Therapeutic Drug Monitoring
For therapeutic drug monitoring (TDM), venous blood samples were collected on week 8 of escitalopram therapy. Both plasma calibration standards (St) and quality control samples (QC) were made from a stock solution prepared by consistent dissolving of substantial amounts of venous blood in methanol with subsequent dilution to the relevant concentrations. Calibration curve was created using 5, 10, 20, 50, 100, 200, 500, 1000, 2000 ng/mL calibration standards along with 5 ng/mL (LLOQ), 15 ng/mL (Low QC), 1000 ng/mL (Medium QC), and 1500 ng/mL (High QC) quality control samples (QC). Diazepam (250 ng/mL in acetonitrile) was used as the internal standard.
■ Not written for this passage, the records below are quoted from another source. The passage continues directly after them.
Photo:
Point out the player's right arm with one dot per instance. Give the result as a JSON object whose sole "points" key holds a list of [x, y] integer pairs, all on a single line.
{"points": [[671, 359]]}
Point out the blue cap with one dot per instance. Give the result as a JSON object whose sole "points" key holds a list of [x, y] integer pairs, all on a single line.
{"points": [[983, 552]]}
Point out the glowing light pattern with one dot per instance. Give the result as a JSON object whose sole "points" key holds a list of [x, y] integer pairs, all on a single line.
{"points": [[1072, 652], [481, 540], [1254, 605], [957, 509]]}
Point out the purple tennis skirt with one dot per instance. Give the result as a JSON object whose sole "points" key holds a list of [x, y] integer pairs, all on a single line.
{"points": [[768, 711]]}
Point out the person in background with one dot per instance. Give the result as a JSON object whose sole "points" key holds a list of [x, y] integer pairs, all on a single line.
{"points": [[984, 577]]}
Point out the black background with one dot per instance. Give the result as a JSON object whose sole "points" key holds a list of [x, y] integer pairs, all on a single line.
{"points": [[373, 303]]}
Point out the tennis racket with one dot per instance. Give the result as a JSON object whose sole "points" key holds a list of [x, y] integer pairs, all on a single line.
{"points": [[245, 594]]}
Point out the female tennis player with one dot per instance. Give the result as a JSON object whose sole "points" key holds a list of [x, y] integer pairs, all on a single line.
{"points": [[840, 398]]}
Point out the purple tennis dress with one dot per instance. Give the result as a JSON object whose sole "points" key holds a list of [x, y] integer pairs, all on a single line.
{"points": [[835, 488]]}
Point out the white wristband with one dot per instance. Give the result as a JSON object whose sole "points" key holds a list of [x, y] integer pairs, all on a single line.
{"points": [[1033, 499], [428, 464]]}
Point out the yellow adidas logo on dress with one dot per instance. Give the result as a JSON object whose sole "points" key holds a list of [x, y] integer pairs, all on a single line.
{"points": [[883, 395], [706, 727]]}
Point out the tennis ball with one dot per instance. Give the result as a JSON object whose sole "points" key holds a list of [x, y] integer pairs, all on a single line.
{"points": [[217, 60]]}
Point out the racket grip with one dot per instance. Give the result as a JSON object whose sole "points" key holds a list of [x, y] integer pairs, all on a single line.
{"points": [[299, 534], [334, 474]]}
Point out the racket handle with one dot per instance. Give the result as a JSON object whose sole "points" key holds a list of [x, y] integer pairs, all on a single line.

Sample preparation. Sample preparation was carried out by precipitation of proteins. For this, 200 μL of plasma and 600 μL of acetonitrile containing internal standard were introduced into a test tube with a capacity of 1.5 mL. The sample was vortexed for 10 min, then centrifuged for 10 min at 14 500 rpm at 4°C. After centrifugation, the supernatant was transferred into a vial and placed in the autosampler of the HPLC. The study was carried out using an Agilent 1260 high performance liquid chromatography (Agilent Technologies, California, USA) and an Agilent 6460 tandem mass-selective detector (Agilent Technologies, California, USA) with a Jet Stream Electrospray Ionization source.
Conditions for chromatographic analysis. The stationary phase was an Agilent Poroshell 120 EC-C18 column (2.7 μm, 3.0 × 50 mm) with an InfinityLab Poroshell 120 EC-C18 guard column (2.7 μm, 3.0 × 5.0 mm) (Agilent Technologies, California, USA). The column oven temperature was 50° C. The mobile phase consisted of eluent A (10 mM aqueous solution of ammonium formate with 0.1% formic acid) and eluent B (methanol with 0.1% formic acid). The flow rate was 0.4 ml/min. Elution took place in a gradient mode (Table 1). Analysis time for each sample was 9.0 min. The volume of the injected sample was 2 μL. Under these conditions, the retention time was 4.75 min for escitalopram and 4.84 min for sertraline.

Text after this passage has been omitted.